Erdoğan, ilan ettiği üzere kısa süre içinde partisinde, büyükşehir belediye başkanları dâhil hatırı sayılır bir tasfiye operasyonu yaptı. Çok sayıda yönetici tenzili rütbeyle kenara itildi. Büyük olasılıkla tüm bunlar, kamuoyu araştırmaları eşliğinde yapılıyor, ama “metal yorgunluğunun” bir türlü geçmediği anlaşıyordu. Bunun üzerine yeni hamlelere girişildi. “İşgal” denmesi yasaklanan ve “milli mutabakat zemini” yapılmaya çalışılan Afrin harekâtı bir kahramanlık destanına dönüştürülemediği halde Erdoğan bu hakikati inkâr etti: “Artık metal yorgunluğu yok. Afrin ile beraber şimdi diriliş hareketi yeniden başladı.”

Fakat Afrin’in ele geçirilmesi, AKP’nin hedeflediğinin aksine ülkeyi etrafında birleştirmedi. Savaş, dış güçler söylemi, işgal edilme paranoyaları, yerli silah reklamları, kahramanlık destanları, cebindeki para pula dönüşen, istismar edilmemiş duygusu kalmayan, kötücüllükten bıkmış milyonlar üzerinde arzulanan etkiyi yaratmadı. Baskın seçim kararı tam da bu yüzden alındı. Böylece hem toplumun hem de muhalefetin, AKP iktidarının gidici olduğu duygusuna kapılmadan kontrol altına alınabileceği düşünüldü.
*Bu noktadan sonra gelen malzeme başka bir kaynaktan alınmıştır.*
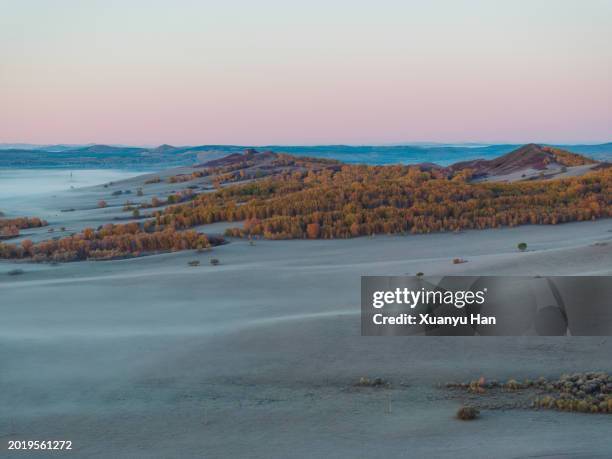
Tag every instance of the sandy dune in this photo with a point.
(257, 357)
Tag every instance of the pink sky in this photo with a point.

'YİNE GİTMEYECEKLER' İNANCI UFALMIŞ YÜREKLERDE YER BULDUKÇA…

Ne var ki Erdoğan, 16 yıllık iktidarın hantallaştırdığı, semirttiği kadroları değiştirince “metal yorgunluğunu” giderebileceği, partisindeki “metal yorgunluğunun” üstesinden gelince muhalefetin de üstesinden gelebileceği yanılgısının bedeliyle karşı karşıya görünüyor.

Buna rağmen AKP yöneticileri muhalefete, esas olarak da iktidarın yarattığı ezilenlere yönelik üstten, kibirli, aşağılayıcı üsluplarının zaman aşımına uğradığının farkında değil. Yüz binlerce insanın homurtusunun gerçek olmadığını, “T A M A M” tweetlerinin “dışarıdan” atıldığını, hakikati yansıtmadığını ileri sürerken, kibirli tavırlarının toplum üzerinde “yine gitmeyecekler” duygusunu güçlendireceğini zannetmekte ise haksız sayılmazlar. “Yine gitmeyecekler” iddiası kulaktan kulağa yayıldıkça, bu inanç ufalmış yüreklerde yer buldukça, evet, yine gitmeyecekler.

Muhalefetin önündeki esas sınav, AKP’nin gideceğine inanmaya hazır kitlelerin bu inancını güçlendirip güçlendiremeyeceği. İktidarı avuçlarının üzerinde yükselten milyonlara, iktidarı değiştirmek için avuçlarını çekmelerinin yeterli olduğunu hatırlatmak, ellerini çektiklerinde yere düşecek iktidarın ayaklarına zarar vermeyeceğine ikna etmek; muhalefetin bütün meselesi bu aslında. Fısıltı homurtuya, homurtu gürültüye, gürültü de açık itiraza dönüştüğünde muhalefet yalpalamadan, küçük hesaplara girmeden bu itirazın temsilciliğini üstlenirse “yine gitmeyecekler” duygusu kırılır ve zaten ancak o zaman gidiş söz konusu olur.